The hot tip gate (reusable single manifold gate) is positioned near the center of a part rather than at the edge. This typically reduces the distance resin must travel to fill the mold and helps center
the clamping force the press applies to the mold. The hot tip gate is often used on round or domed parts to achieve radial flow rather than the linear flow of a tab gate. Also, because this gate takes up no space at the edge of the mold cavity, it can be used to reduce the size of the mold base. The
gate leaves a small raised bump, typically .060 to .080 inches in diameter and .010 to .020 inches high which requires a manual removal process. Depending on part geometry and resin type, a hot tip gate can also leave “blush” or flow marks in a circular pattern around the gate site. These can be problematic because they are typically on the cosmetic surface of the part. Another problem is the potential for degrading resin in small shot sizes. And finally, because it is a small gate, a hot tip can become plugged if used to inject resins with high glass fill content.

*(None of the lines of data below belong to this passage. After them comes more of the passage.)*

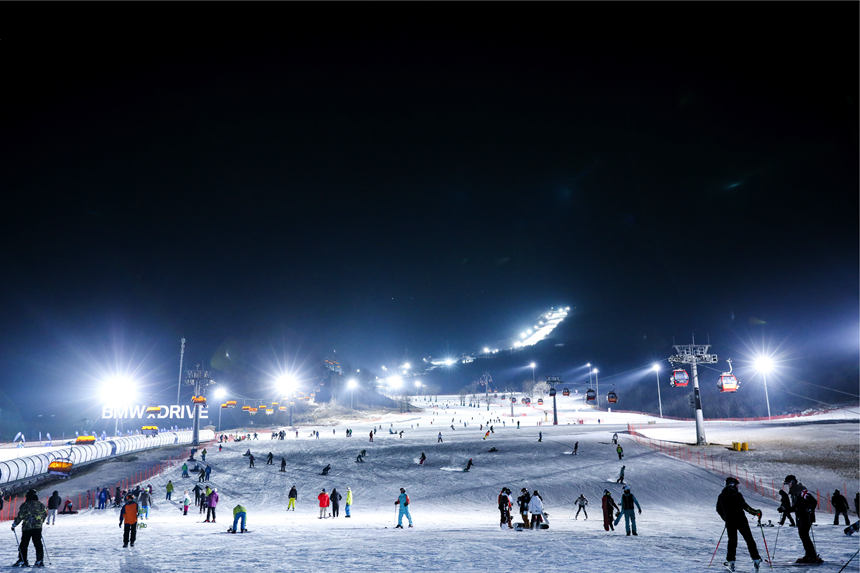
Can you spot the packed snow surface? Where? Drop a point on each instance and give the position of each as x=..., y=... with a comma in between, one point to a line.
x=455, y=512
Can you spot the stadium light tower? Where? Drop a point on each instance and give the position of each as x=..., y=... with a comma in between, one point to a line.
x=764, y=366
x=695, y=354
x=656, y=369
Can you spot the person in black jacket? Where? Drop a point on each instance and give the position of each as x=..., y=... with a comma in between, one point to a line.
x=784, y=504
x=840, y=507
x=803, y=505
x=731, y=506
x=334, y=498
x=523, y=501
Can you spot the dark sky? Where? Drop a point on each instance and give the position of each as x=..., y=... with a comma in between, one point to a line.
x=396, y=180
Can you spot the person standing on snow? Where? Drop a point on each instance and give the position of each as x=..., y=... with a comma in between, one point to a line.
x=403, y=502
x=731, y=506
x=324, y=502
x=536, y=509
x=803, y=506
x=335, y=498
x=31, y=514
x=840, y=507
x=348, y=501
x=291, y=504
x=628, y=500
x=608, y=504
x=783, y=508
x=581, y=502
x=128, y=518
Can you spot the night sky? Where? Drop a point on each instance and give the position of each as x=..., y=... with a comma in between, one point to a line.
x=388, y=181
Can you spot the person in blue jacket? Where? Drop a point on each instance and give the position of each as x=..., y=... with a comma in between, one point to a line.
x=628, y=500
x=403, y=502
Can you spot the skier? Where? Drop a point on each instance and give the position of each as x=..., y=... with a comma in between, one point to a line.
x=211, y=504
x=783, y=508
x=581, y=502
x=348, y=501
x=536, y=509
x=608, y=504
x=803, y=506
x=505, y=506
x=628, y=500
x=291, y=504
x=523, y=501
x=731, y=506
x=324, y=501
x=840, y=507
x=238, y=513
x=403, y=502
x=31, y=514
x=53, y=505
x=128, y=517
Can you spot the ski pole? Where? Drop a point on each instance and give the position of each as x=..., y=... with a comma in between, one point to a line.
x=717, y=547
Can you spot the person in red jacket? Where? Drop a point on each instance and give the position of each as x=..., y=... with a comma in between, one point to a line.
x=324, y=502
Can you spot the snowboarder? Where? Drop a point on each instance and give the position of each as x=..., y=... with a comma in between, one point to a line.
x=211, y=504
x=523, y=501
x=581, y=502
x=505, y=506
x=536, y=509
x=291, y=504
x=731, y=506
x=324, y=502
x=803, y=506
x=335, y=498
x=31, y=514
x=608, y=504
x=628, y=500
x=128, y=518
x=53, y=505
x=403, y=502
x=783, y=508
x=348, y=501
x=840, y=507
x=238, y=513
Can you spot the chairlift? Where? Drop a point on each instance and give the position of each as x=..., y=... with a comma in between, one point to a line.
x=679, y=378
x=728, y=381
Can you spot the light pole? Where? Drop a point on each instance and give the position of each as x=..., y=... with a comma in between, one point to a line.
x=656, y=369
x=764, y=365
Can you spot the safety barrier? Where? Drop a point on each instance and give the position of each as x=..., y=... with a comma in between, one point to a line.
x=724, y=468
x=37, y=465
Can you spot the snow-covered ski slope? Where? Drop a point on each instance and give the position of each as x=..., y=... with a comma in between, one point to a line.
x=455, y=515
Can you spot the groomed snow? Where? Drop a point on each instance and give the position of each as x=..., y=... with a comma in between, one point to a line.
x=456, y=520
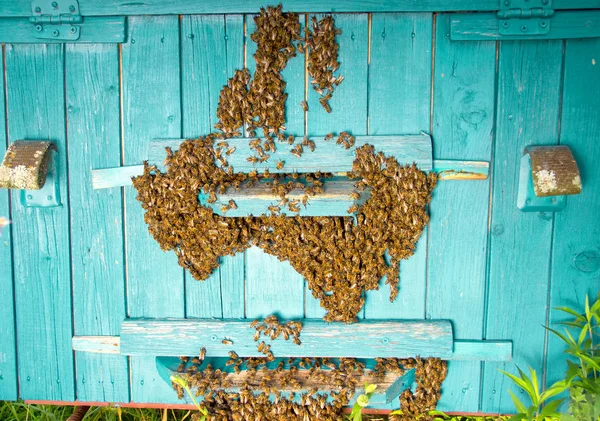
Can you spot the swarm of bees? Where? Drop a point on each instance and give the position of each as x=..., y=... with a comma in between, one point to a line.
x=340, y=257
x=313, y=388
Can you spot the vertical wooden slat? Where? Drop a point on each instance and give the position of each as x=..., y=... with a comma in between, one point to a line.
x=349, y=101
x=527, y=114
x=93, y=122
x=399, y=103
x=576, y=255
x=463, y=119
x=273, y=286
x=151, y=109
x=35, y=77
x=212, y=47
x=8, y=351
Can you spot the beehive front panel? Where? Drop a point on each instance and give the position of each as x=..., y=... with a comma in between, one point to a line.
x=463, y=120
x=97, y=243
x=212, y=48
x=399, y=102
x=575, y=264
x=41, y=259
x=151, y=109
x=529, y=84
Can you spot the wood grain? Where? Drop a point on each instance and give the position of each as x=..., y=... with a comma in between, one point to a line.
x=463, y=119
x=160, y=7
x=212, y=48
x=151, y=108
x=527, y=114
x=575, y=266
x=93, y=30
x=97, y=254
x=279, y=289
x=399, y=102
x=348, y=104
x=8, y=350
x=366, y=339
x=35, y=96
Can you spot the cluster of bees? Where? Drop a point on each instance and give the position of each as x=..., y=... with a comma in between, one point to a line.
x=304, y=388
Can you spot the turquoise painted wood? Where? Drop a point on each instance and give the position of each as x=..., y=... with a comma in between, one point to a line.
x=151, y=108
x=366, y=339
x=280, y=289
x=463, y=115
x=97, y=249
x=94, y=30
x=563, y=25
x=575, y=266
x=42, y=274
x=399, y=102
x=159, y=7
x=520, y=243
x=349, y=101
x=211, y=49
x=8, y=351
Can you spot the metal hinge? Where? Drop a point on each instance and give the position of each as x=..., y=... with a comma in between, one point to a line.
x=525, y=17
x=55, y=19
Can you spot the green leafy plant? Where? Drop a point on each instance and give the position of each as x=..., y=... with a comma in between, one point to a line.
x=181, y=381
x=361, y=402
x=582, y=378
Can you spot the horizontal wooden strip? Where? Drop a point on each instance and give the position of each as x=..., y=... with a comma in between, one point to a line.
x=461, y=170
x=161, y=7
x=327, y=156
x=93, y=30
x=255, y=200
x=563, y=25
x=449, y=170
x=463, y=350
x=367, y=339
x=97, y=344
x=482, y=350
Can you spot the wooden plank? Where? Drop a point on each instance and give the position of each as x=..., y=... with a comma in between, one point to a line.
x=97, y=344
x=160, y=7
x=280, y=289
x=256, y=200
x=8, y=351
x=575, y=267
x=151, y=108
x=563, y=25
x=35, y=96
x=93, y=30
x=368, y=339
x=527, y=114
x=96, y=217
x=477, y=351
x=212, y=48
x=399, y=102
x=462, y=350
x=348, y=104
x=463, y=116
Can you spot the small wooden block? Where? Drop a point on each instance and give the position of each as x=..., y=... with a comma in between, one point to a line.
x=25, y=165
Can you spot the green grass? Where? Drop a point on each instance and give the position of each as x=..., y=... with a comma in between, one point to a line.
x=19, y=411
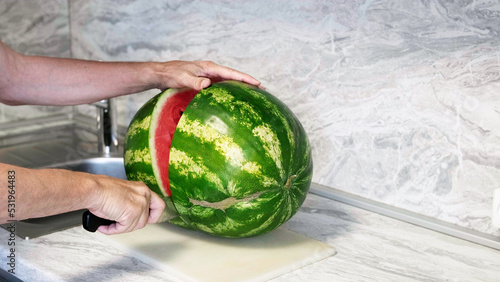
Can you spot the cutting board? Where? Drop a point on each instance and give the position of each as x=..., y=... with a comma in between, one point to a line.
x=195, y=256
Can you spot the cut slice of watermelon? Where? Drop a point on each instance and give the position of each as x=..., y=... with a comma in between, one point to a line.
x=166, y=117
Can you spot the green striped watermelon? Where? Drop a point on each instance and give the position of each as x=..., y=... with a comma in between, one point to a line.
x=232, y=160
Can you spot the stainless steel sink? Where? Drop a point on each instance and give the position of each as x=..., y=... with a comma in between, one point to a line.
x=35, y=227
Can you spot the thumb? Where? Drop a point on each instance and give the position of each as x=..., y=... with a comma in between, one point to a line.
x=202, y=82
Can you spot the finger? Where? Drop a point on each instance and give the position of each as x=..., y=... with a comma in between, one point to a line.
x=155, y=208
x=111, y=229
x=211, y=69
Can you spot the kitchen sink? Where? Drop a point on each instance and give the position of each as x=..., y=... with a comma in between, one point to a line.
x=35, y=227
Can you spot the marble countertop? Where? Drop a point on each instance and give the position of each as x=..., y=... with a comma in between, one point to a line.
x=370, y=247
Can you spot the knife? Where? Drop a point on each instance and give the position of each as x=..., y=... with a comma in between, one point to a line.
x=91, y=221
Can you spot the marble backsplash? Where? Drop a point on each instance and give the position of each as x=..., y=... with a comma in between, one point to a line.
x=399, y=98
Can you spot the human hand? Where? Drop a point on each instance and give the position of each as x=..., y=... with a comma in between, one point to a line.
x=131, y=204
x=197, y=74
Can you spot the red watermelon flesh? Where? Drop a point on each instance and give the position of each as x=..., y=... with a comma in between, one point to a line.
x=167, y=122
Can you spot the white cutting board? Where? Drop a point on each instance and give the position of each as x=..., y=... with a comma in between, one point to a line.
x=195, y=256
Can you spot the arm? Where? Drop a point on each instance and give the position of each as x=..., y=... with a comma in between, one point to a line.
x=47, y=192
x=37, y=80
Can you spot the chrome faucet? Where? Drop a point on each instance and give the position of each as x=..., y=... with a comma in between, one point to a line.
x=107, y=132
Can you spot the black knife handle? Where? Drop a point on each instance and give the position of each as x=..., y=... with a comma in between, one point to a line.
x=91, y=222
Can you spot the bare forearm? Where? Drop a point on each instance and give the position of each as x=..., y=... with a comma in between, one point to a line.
x=37, y=193
x=55, y=81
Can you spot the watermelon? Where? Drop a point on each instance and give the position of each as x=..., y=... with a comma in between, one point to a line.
x=231, y=160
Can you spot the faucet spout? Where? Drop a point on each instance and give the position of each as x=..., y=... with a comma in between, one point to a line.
x=107, y=133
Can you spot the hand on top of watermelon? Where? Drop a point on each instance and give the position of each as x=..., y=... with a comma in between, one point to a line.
x=39, y=80
x=197, y=75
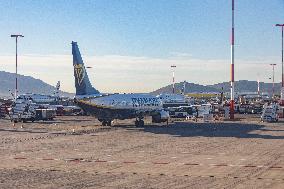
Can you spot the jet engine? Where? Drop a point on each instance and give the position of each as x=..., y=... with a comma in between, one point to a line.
x=161, y=116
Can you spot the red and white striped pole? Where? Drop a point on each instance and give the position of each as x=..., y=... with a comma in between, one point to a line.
x=232, y=64
x=282, y=89
x=173, y=67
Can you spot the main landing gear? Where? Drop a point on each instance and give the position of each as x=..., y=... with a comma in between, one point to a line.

The pin gate is the least common of the three gates discussed in this article. It is typically used for complex parts that cannot have gate vestiges on the edges where tab gates would be or on the cosmetic side of the part where hot tip gates are located. It is the only one of the three gate-types that is located on the B-side (core half) of the mold, typically the non-cosmetic surface. Instead of introducing resin directly into the mold cavity where the part is formed, a pin gate uses a tunnel gate into an ejector pin hole with the ejector pin cut short under the tunnel gates intersection with the ejector pin hole. Once the resin has hardened, the ejector pin pushes against the cylindrical post to eject the part from the B-side mold half. The ejector pin shears the post from the tunnel gate, leaving the post rising from the ejection surface of the part. The post is later removed in a manual process leaving a vestige on the ejection surface. The use of the pin gate is very geometry-dependent, and while it can produce excellent results, it can be challenging to process. The cone-shaped tunnel gate precludes the use of many glass-filled resins, and the shearing of the cone from the post during ejection can place significant stress on the mold. It can wear out the sharp edge of the opening where the tunnel gate meets the ejector pin hole. Finally, the angle and depth of the cone rules out its use with many geometries, such as housings or other core/cavity parts. It is beneficial when gating gears and other complex, shallow parting lines.